Move the "end the region" code out to the end of the
function so that it is run for both normal exit and also
for exit-via-longjmp. We have to use a volatile bool flag
to decide whether we need to end the region, because we
can longjump out of the codegen as well as the execution.

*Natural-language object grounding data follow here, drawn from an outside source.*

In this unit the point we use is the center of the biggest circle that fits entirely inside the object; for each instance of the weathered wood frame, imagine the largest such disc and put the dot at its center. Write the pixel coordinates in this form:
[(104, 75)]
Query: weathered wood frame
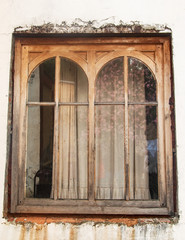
[(155, 53)]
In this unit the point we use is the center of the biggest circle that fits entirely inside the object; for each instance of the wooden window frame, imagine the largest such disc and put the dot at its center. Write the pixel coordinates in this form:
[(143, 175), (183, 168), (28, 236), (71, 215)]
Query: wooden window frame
[(91, 53)]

(For some reason this only reproduces for me with a clang
optimized build, not a gcc debug build.)
Reviewed-by: Emilio G. Cota <cota@braap.org>
Reviewed-by: Alex Bennée <alex.bennee@linaro.org>
Reviewed-by: Richard Henderson <richard.henderson@linaro.org>
Fixes: ac03ee5331612e44beb393df2b578c951d27dc0d
Signed-off-by: Peter Maydell <peter.maydell@linaro.org>
Message-Id: <1509640536-32160-1-git-send-email-peter.maydell@linaro.org>
Signed-off-by: Richard Henderson <richard.henderson@linaro.org>
---
accel/tcg/cpu-exec.c | 15 ++++++++++++---
1 file changed, 12 insertions(+), 3 deletions(-)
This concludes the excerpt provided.